If you take him outside and he doesn't go after about 3 or 4 minutes,
then take him back in and put him right into the crate. Then take him
out in one hour intervals. Each time he doesn't go, he goes back into
the crate. This is not punishment, but you'll need to confine him until
he learns to hold it and only "go" outside. By letting him have a playtime
after each urination or bowel movement he will also get the message
that there are rewards for going outside. Each time he has a success
let him play in the confined area a longer period of time. You may
find that in just a few days time he will be holding it longer and
longer and when you take him out he will do his business sooner and
sooner as he gets the message about what's expected. Remember not to play
with him when you go out, but let him be bored enough to do his business.

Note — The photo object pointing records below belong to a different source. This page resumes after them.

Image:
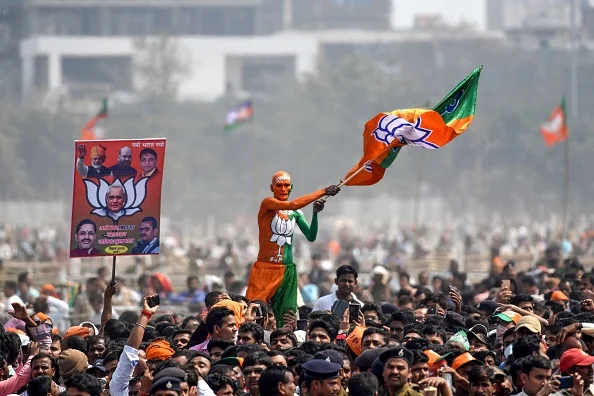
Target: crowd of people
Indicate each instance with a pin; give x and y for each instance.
(525, 333)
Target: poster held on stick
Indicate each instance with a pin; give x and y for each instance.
(116, 199)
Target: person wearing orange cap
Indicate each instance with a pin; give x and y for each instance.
(274, 275)
(576, 362)
(97, 159)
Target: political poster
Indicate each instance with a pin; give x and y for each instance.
(116, 197)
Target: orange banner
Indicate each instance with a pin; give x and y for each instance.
(116, 197)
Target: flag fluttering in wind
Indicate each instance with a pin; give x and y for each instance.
(385, 134)
(239, 115)
(94, 129)
(555, 130)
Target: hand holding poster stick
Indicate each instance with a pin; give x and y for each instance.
(348, 179)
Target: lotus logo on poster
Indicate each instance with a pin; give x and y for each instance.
(116, 200)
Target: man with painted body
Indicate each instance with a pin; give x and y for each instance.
(274, 275)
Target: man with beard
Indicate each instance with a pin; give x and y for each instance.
(397, 363)
(116, 198)
(84, 235)
(123, 168)
(97, 159)
(148, 162)
(149, 242)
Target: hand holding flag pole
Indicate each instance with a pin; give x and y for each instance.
(348, 179)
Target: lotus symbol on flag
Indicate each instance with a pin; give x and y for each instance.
(282, 230)
(130, 196)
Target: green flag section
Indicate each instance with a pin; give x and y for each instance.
(386, 133)
(555, 130)
(93, 129)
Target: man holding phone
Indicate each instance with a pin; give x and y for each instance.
(346, 280)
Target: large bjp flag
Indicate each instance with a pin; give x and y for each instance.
(385, 134)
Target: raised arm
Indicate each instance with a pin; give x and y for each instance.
(310, 231)
(298, 203)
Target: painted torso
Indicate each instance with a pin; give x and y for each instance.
(276, 228)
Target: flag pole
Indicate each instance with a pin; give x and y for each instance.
(574, 110)
(348, 179)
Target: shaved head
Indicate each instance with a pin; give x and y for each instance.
(280, 176)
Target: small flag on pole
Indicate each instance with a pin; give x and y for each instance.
(555, 130)
(94, 129)
(239, 115)
(386, 133)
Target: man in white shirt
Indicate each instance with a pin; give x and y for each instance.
(10, 293)
(346, 280)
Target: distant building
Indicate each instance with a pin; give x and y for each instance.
(73, 48)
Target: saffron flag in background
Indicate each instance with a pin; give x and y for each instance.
(94, 129)
(239, 115)
(385, 134)
(555, 130)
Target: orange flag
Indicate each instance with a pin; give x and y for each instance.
(93, 129)
(555, 129)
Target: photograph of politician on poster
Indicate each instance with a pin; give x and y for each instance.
(116, 209)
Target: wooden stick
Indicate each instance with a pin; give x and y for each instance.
(348, 179)
(113, 269)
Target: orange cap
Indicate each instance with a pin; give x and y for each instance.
(355, 340)
(559, 296)
(463, 359)
(159, 349)
(49, 289)
(80, 331)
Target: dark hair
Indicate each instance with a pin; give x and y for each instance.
(374, 330)
(112, 354)
(432, 329)
(520, 298)
(86, 383)
(150, 219)
(22, 276)
(211, 298)
(437, 298)
(95, 339)
(405, 316)
(115, 329)
(330, 329)
(43, 355)
(283, 331)
(526, 346)
(128, 317)
(219, 343)
(249, 348)
(479, 374)
(221, 369)
(41, 385)
(363, 384)
(187, 320)
(254, 328)
(418, 343)
(83, 222)
(270, 379)
(147, 151)
(532, 362)
(187, 353)
(257, 358)
(215, 317)
(217, 381)
(276, 352)
(345, 270)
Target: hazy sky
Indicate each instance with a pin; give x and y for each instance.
(452, 11)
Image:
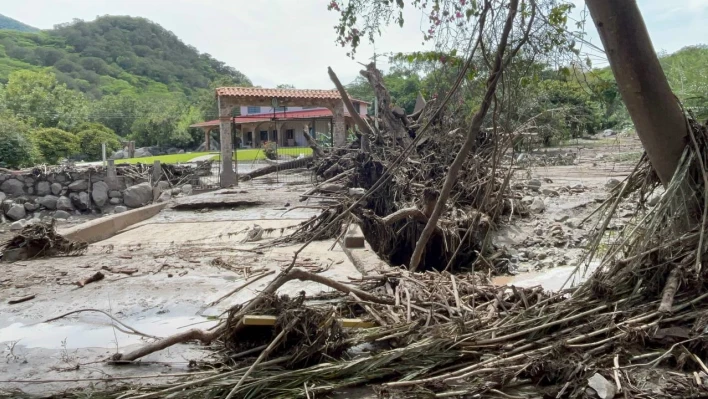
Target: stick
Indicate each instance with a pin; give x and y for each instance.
(262, 356)
(667, 296)
(207, 337)
(96, 277)
(20, 300)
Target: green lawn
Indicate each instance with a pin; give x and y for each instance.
(242, 155)
(174, 158)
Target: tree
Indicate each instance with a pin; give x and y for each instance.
(40, 100)
(54, 144)
(656, 114)
(16, 150)
(92, 136)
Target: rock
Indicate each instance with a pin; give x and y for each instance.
(549, 192)
(603, 388)
(61, 214)
(12, 187)
(612, 183)
(142, 152)
(99, 192)
(537, 205)
(79, 185)
(16, 212)
(64, 204)
(138, 195)
(534, 183)
(48, 201)
(654, 200)
(43, 188)
(165, 196)
(81, 200)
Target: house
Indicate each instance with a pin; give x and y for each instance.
(285, 125)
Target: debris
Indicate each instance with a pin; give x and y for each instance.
(21, 299)
(98, 276)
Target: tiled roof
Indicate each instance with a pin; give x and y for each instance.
(278, 93)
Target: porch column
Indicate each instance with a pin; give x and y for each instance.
(227, 171)
(340, 128)
(207, 139)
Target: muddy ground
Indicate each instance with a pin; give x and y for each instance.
(174, 276)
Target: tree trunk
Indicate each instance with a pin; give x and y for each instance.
(654, 109)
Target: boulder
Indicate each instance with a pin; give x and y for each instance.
(43, 188)
(142, 152)
(18, 225)
(48, 201)
(137, 195)
(81, 200)
(79, 185)
(16, 212)
(61, 214)
(537, 205)
(12, 187)
(99, 192)
(64, 204)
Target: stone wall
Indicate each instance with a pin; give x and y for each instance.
(33, 195)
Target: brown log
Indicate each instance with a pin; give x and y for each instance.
(207, 337)
(651, 104)
(360, 122)
(295, 163)
(391, 122)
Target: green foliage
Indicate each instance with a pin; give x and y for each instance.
(16, 150)
(91, 136)
(38, 99)
(54, 144)
(114, 55)
(11, 24)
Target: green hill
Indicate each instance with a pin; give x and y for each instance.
(115, 55)
(11, 24)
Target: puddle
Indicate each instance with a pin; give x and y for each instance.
(94, 331)
(551, 279)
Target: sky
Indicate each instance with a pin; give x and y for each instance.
(293, 41)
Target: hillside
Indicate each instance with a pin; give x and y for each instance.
(11, 24)
(115, 55)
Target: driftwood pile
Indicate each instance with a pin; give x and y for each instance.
(400, 172)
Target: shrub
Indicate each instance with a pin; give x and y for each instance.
(270, 148)
(54, 144)
(16, 150)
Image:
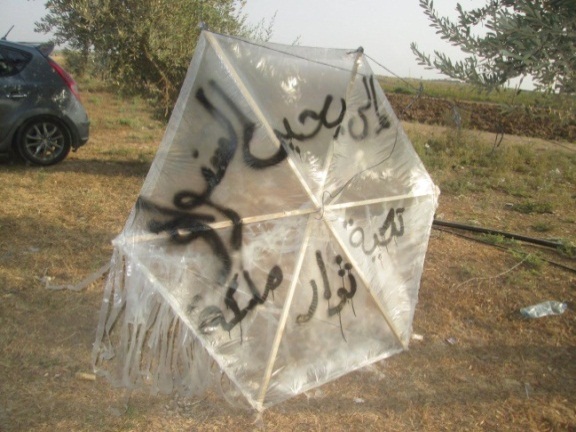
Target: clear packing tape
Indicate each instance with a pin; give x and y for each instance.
(280, 235)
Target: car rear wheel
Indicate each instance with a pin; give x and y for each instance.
(43, 141)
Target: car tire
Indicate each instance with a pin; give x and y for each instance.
(43, 141)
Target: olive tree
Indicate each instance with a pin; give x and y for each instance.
(508, 39)
(143, 45)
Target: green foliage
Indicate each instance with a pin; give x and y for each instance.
(517, 39)
(143, 46)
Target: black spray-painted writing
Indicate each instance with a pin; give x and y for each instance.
(321, 121)
(344, 295)
(194, 211)
(372, 102)
(392, 228)
(212, 317)
(358, 124)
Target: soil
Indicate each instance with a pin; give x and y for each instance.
(531, 122)
(475, 363)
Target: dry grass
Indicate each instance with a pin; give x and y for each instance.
(499, 371)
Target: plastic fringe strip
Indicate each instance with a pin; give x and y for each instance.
(140, 341)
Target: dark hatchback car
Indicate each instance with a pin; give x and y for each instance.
(41, 116)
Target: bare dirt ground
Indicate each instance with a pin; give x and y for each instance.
(476, 363)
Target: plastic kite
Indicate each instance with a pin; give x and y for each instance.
(280, 234)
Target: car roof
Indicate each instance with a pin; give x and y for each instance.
(45, 48)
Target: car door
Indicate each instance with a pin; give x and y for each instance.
(13, 90)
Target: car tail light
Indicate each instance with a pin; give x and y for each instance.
(66, 77)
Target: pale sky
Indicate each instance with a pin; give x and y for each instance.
(384, 28)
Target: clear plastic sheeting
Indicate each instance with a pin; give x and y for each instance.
(280, 235)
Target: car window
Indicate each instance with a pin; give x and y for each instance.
(12, 61)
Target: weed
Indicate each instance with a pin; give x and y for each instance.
(567, 249)
(530, 207)
(541, 227)
(531, 261)
(123, 121)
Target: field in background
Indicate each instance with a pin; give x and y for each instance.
(476, 364)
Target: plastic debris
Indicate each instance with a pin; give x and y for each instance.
(544, 309)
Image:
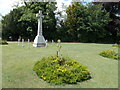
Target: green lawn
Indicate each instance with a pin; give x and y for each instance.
(18, 62)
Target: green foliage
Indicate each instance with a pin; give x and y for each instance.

If he has accidents inside, don't scold him. He won't understand but
even worse he may associate going to the bathroom in front of you as
a bad thing and that could lead to problems with getting him to go
while on leash (because he won't want to get punished). If he's having
accidents, then he needs less free play time and more crate time until
you get him back on a schedule.
|Crating At Night
It's crucial that your new pup be crated at night and preferably
NOT have the crate in your bedroom.
Take him outside just before bedtime and then put him in his crate with
a soft blanket or towel.
- First thing in the morning, take the pup outside to go to the bathroom.
Give lots of praise when he goes, and promptly bring him in for breakfast.
- Feed your puppy in the crate, if possible, as it gives him a pleasurable
experience while in the crate. Within 10-20 minutes take him outside again
as he will often need a bowel movement shortly after eating.
- You should allow your puppy to eat until full, then pick up the bowl
and do not allow him to free feed. The reason is that you want him on a
schedule so that he will not have unexpected bowel movements. Dogs who
eat all day tend to go all day and house training is not as easy.
- Once he's had a bowel movement, praise him and bring him in to play.
He should be good for another 30 minutes or so.
- When you cannot supervise him, you should put him in the crate with
a chew toy to keep him busy.
- Puppies can generally "hold it" for an hour or two, so when the hour
is up, take him out again and praise him when he goes.
- You'll want to take him out before you retire for the night and then
again first thing the next morning. Crating at night will help teach your
pup to hold it through the night. If he whines in the middle of the night,
it may mean that he has to go. Most pups over 8 weeks can make it through
the night without incident, depending on the size of the dog, the larger
the better for ability to hold it.
Your pup may make mistakes in the beginning, but once he realizes that
he's going to get out of the crate for lots of pee and play time, then
he will learn to hold it longer and longer. As he's allowed more free
play time, leave the crate door open so he will be accustomed to
going in and out of his little den. Even after he's outgrown the use
of the crate, it's a great tool to have for trips or for when you
need to isolate him (example, when carpenters or cleaning people who
are apt to leave doors ajar are at your house). Remember, the
crate is a tool and the more consistent you are in the beginning,
the greater success you will have in the end.